Üniversite öğrencisi Hüseyin Güler, "Aslında baktığınız vakit belediyenin uygulaması hoş lakin başımda birtakım sorular oluşuyor. Mesela, gariban ve zengini bu sistem nereden bilecek? Abonelik kimin üzerine, nasıl tespit edilecek? Bunlar net değil. Öğrenci açısından da uygun bir durum" dedi.

"Zengini yoksulu nereden bilecek"
Zengin ve dar gelirli vatandaş ayrımının nasıl olacağını merak ettiğini belirten Bilal Esen, "Fakir vatandaşı nereden anlayacak? Beni gördüğünde güçlü mi zannedecek? Emekli maaşıyla geçinemiyorum ben. Zengini yoksulu nereden bilecek?" diye konuştu.

"Bolu’da da bu fark çok net biçimde hissediliyor"
Uygulamanın yerinde bir uygulama olduğunu lisana getiren Eray Aslan da, "Evet, yerinde bir uygulama. Gelire nazaran düzenlenmiş bir sistem. Zira ülkede gelir eşitsizliği var. Bu da birçok bölüme yansımış durumda. Ortak bir uygulama yapıldığında zengine pek dokunmuyor lakin yoksula çok fazla yansıyor. Bu sistemle bu fark biraz dengelenmiş oluyor. Lokasyon olarak aslında gelir seviyesi bir nevi belirli oluyor. Bu da sistemin işleyişine katkı sağlar. Bolu’da da bu fark çok net halde hissediliyor. Her yerde olduğu gibi" diye konuştu.

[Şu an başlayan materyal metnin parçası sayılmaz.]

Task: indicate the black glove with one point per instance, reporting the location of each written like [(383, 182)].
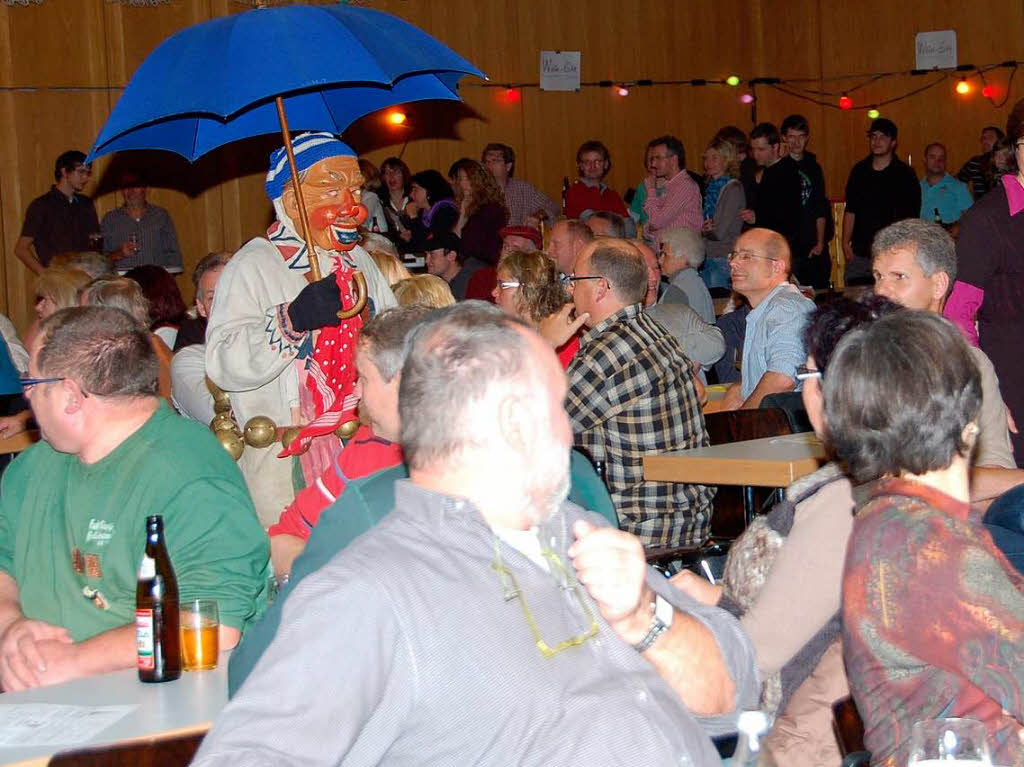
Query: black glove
[(316, 306)]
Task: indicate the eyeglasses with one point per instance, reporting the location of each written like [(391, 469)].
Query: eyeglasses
[(571, 279), (29, 382), (512, 591), (803, 373), (744, 256)]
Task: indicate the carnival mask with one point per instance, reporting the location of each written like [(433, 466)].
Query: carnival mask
[(332, 192)]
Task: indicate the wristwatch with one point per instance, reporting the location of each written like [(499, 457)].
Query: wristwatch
[(660, 620)]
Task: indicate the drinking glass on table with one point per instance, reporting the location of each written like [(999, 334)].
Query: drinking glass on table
[(946, 742), (200, 632)]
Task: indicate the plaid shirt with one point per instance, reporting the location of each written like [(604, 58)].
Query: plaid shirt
[(523, 200), (632, 392)]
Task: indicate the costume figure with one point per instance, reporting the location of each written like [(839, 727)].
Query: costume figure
[(274, 341)]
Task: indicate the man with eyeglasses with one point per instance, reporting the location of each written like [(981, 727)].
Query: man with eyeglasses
[(62, 219), (673, 199), (632, 392), (881, 189), (485, 620), (73, 508), (773, 345)]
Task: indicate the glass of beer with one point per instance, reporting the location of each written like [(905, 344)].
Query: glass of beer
[(200, 629), (948, 742)]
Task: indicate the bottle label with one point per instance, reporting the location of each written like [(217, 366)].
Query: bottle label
[(143, 638)]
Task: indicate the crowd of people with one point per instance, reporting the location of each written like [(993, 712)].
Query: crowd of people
[(424, 494)]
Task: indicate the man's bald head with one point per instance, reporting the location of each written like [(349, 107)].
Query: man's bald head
[(759, 263), (771, 243)]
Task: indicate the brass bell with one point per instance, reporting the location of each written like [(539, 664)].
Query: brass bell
[(224, 422), (230, 442), (347, 429), (289, 436), (260, 431)]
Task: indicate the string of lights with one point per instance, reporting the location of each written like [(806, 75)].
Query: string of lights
[(798, 87)]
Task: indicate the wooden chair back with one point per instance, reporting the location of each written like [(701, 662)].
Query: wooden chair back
[(175, 751), (848, 727), (728, 510)]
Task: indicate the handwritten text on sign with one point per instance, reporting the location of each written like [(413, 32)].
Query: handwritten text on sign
[(559, 70), (936, 50)]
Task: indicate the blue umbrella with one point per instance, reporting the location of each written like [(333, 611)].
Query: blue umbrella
[(239, 76), (332, 109), (332, 65)]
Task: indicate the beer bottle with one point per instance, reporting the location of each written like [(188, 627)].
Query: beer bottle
[(157, 609)]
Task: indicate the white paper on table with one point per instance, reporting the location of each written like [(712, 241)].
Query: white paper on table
[(51, 724)]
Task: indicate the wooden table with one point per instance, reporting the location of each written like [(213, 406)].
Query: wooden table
[(772, 462), (183, 707)]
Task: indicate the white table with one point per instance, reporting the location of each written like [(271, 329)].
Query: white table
[(183, 707)]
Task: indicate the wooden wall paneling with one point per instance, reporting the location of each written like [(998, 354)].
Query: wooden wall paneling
[(220, 203), (875, 36)]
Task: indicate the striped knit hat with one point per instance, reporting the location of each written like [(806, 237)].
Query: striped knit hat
[(309, 148)]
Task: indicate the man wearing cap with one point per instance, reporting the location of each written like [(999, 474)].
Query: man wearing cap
[(882, 189), (523, 239), (139, 232), (274, 342), (444, 260)]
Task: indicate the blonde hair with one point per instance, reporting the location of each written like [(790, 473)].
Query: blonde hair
[(392, 269), (60, 285), (423, 290), (540, 293), (727, 151)]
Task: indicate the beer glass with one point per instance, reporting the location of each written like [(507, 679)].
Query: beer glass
[(948, 742), (200, 629)]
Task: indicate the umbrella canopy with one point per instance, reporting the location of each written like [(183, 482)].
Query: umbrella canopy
[(214, 83), (332, 109)]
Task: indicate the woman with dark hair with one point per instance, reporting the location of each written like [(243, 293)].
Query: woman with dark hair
[(797, 550), (371, 199), (167, 308), (933, 612), (723, 200), (394, 194), (482, 211), (990, 272), (431, 209)]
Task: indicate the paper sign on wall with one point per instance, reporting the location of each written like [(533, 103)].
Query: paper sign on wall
[(559, 70), (936, 50)]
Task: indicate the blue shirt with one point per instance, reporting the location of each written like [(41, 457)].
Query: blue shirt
[(949, 196), (774, 338)]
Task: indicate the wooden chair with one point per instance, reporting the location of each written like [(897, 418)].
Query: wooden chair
[(733, 507), (174, 751), (836, 247), (850, 733)]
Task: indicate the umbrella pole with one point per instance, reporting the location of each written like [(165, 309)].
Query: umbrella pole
[(303, 217)]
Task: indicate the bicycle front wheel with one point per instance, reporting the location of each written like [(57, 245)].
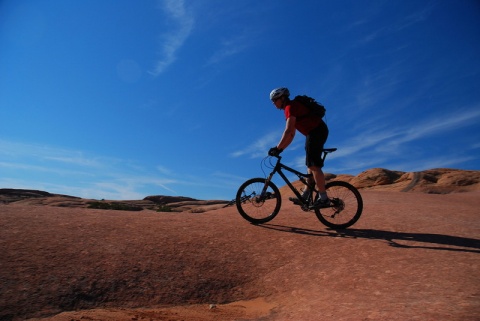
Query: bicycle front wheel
[(346, 206), (257, 201)]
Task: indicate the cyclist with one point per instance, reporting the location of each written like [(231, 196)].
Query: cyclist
[(316, 133)]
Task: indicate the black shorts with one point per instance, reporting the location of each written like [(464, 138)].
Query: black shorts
[(314, 145)]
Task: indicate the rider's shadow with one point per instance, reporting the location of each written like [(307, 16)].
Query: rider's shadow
[(395, 239)]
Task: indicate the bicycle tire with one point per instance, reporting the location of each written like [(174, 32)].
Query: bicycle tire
[(347, 206), (255, 208)]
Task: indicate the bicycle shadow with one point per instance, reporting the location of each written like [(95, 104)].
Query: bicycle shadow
[(394, 239)]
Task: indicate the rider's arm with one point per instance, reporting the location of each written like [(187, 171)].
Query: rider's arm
[(288, 133)]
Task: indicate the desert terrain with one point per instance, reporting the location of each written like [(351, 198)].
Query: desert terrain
[(413, 255)]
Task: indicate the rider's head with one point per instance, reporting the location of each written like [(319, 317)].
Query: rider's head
[(279, 96)]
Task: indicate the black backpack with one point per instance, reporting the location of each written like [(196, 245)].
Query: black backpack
[(316, 109)]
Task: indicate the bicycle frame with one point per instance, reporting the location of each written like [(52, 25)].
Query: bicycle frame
[(303, 178)]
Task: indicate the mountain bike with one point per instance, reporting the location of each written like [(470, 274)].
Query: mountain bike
[(258, 200)]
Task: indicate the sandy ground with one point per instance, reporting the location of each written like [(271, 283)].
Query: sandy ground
[(411, 256)]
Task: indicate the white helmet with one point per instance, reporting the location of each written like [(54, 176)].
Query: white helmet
[(279, 92)]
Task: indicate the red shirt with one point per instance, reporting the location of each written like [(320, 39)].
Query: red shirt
[(302, 124)]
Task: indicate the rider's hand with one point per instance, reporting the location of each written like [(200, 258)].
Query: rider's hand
[(275, 151)]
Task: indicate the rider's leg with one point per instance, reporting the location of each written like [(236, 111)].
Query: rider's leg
[(319, 178)]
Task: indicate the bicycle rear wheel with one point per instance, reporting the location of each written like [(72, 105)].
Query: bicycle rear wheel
[(347, 206), (255, 204)]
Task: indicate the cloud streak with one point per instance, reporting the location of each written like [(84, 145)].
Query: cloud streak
[(175, 38)]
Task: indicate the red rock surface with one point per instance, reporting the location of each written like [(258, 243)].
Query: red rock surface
[(411, 256)]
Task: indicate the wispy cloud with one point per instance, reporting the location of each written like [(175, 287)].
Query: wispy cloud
[(173, 40), (76, 173), (259, 147)]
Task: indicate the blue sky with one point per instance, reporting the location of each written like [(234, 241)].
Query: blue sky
[(122, 99)]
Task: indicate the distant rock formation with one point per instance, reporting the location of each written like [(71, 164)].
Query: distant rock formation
[(437, 181)]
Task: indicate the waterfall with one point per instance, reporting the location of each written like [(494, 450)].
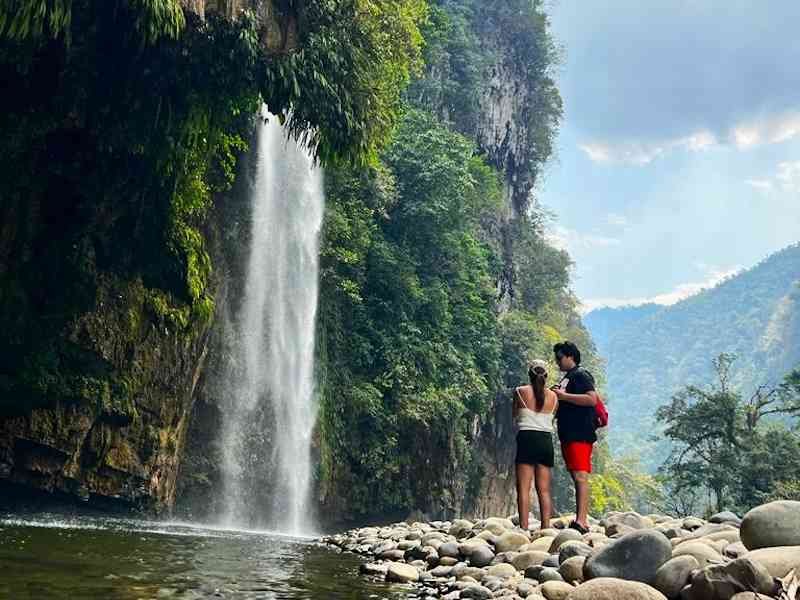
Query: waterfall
[(270, 408)]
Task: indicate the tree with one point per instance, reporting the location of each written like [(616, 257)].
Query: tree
[(724, 444)]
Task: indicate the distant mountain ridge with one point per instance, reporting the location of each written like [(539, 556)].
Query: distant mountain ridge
[(652, 351)]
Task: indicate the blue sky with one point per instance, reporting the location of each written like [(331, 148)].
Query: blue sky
[(679, 155)]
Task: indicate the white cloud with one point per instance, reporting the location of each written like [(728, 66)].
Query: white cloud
[(763, 185), (680, 292), (789, 175), (772, 129), (786, 178), (616, 220), (640, 153), (571, 240), (769, 129)]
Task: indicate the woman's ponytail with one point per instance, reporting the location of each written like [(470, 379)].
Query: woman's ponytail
[(538, 377)]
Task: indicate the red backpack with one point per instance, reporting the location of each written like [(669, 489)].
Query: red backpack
[(600, 413)]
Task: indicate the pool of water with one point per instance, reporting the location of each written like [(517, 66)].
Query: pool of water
[(46, 556)]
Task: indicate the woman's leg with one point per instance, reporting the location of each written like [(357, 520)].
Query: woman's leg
[(543, 491), (524, 477)]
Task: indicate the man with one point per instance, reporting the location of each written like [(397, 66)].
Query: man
[(576, 425)]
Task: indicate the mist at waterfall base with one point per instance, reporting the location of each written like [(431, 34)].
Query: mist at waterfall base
[(267, 389)]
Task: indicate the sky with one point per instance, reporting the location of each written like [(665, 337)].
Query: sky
[(678, 159)]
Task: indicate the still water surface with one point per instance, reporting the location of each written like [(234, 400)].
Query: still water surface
[(46, 556)]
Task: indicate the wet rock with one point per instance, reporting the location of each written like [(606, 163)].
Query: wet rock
[(448, 549), (374, 569), (704, 553), (674, 575), (607, 588), (773, 524), (635, 557)]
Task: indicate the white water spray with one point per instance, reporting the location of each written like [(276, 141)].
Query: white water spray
[(271, 412)]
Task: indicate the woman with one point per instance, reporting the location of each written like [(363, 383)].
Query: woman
[(534, 407)]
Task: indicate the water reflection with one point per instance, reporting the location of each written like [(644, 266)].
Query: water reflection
[(47, 557)]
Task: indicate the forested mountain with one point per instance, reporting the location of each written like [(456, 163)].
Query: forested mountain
[(652, 352)]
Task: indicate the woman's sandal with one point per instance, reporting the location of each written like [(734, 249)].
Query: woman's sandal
[(579, 528)]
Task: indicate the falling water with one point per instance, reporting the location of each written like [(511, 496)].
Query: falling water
[(266, 441)]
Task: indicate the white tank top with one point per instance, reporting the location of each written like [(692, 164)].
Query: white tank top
[(530, 420)]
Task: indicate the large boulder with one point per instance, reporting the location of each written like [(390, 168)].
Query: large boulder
[(779, 560), (704, 553), (607, 588), (674, 574), (720, 582), (635, 556), (773, 524)]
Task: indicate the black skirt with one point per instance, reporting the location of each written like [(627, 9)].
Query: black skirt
[(535, 448)]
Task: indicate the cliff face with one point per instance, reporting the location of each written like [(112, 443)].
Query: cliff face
[(96, 378)]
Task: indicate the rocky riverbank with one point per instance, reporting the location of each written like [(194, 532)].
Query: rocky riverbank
[(625, 556)]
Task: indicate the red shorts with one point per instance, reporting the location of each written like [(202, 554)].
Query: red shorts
[(577, 455)]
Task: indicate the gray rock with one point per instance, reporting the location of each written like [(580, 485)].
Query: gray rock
[(630, 519), (674, 575), (607, 588), (448, 549), (564, 536), (692, 523), (555, 590), (720, 582), (549, 574), (482, 556), (402, 573), (374, 569), (551, 561), (704, 553), (476, 592), (635, 556), (773, 524), (778, 561), (725, 516)]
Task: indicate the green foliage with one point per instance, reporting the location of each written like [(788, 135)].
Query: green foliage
[(654, 351), (342, 87), (727, 445), (35, 19)]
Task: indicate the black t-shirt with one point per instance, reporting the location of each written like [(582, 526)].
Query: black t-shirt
[(576, 423)]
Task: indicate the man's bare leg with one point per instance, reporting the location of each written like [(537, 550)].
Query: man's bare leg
[(543, 492), (524, 478), (581, 479)]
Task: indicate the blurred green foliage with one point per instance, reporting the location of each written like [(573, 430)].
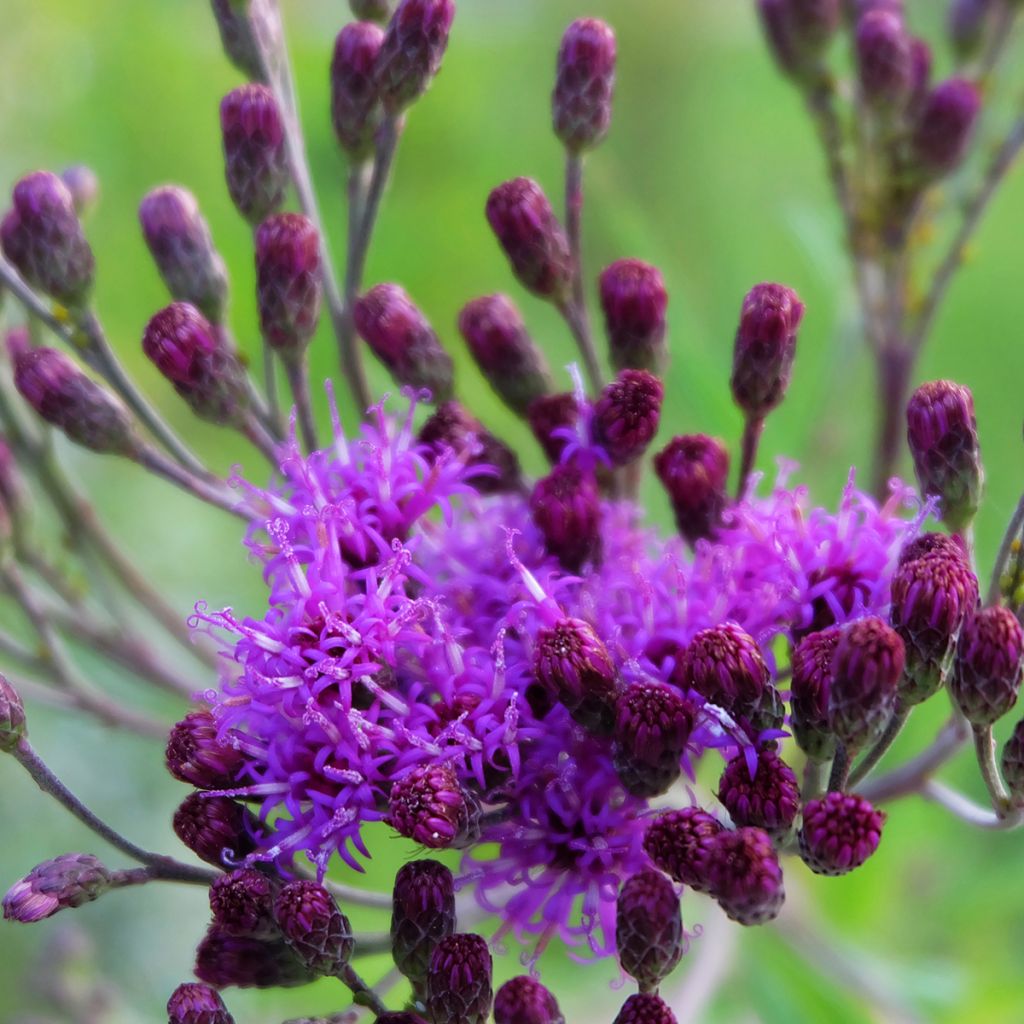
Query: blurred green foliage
[(711, 172)]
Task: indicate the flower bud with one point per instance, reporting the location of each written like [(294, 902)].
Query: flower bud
[(313, 927), (809, 701), (866, 669), (12, 723), (571, 663), (75, 403), (653, 723), (524, 1000), (453, 427), (62, 884), (885, 60), (430, 807), (42, 237), (840, 832), (649, 934), (215, 828), (193, 356), (769, 799), (423, 914), (355, 110), (725, 666), (986, 678), (243, 903), (83, 185), (694, 470), (942, 433), (932, 597), (195, 1004), (412, 51), (255, 162), (744, 876), (288, 282), (766, 344), (627, 415), (498, 339), (945, 127), (679, 842), (459, 982), (527, 229), (223, 960), (403, 340), (585, 82), (182, 249), (552, 418), (634, 300), (645, 1008), (566, 508)]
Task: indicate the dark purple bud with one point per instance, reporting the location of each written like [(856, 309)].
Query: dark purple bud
[(866, 670), (459, 982), (550, 418), (942, 432), (840, 832), (769, 799), (809, 701), (627, 415), (192, 355), (653, 723), (694, 470), (430, 807), (452, 427), (288, 282), (355, 109), (423, 914), (885, 60), (679, 842), (215, 828), (514, 367), (585, 82), (945, 127), (566, 508), (197, 756), (649, 935), (255, 162), (74, 402), (223, 961), (182, 249), (62, 884), (84, 187), (725, 666), (744, 876), (635, 301), (315, 929), (986, 679), (195, 1004), (524, 1000), (645, 1009), (13, 727), (371, 10), (571, 663), (42, 237), (412, 52), (527, 229), (403, 340), (243, 903), (766, 344), (932, 597)]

"Tanju Özcan ne yaparsa aşırısını yapar"
Uygulamanın yararı ve ziyanını vaktin göstereceğini belirten Bayram Gündüz ise "Tanju Özcan ne yaparsa aşırısını yapar. Tanju Özcan çok ’uç’ bir adam. Güzel mi yapıyor, makûs mü yapıyor vakit gösterecek" tabirlerini kullandı.

Yorum Yaz

Gönderdiğiniz yorum moderasyon ekibi tarafından incelendikten sonra yayınlanacaktır.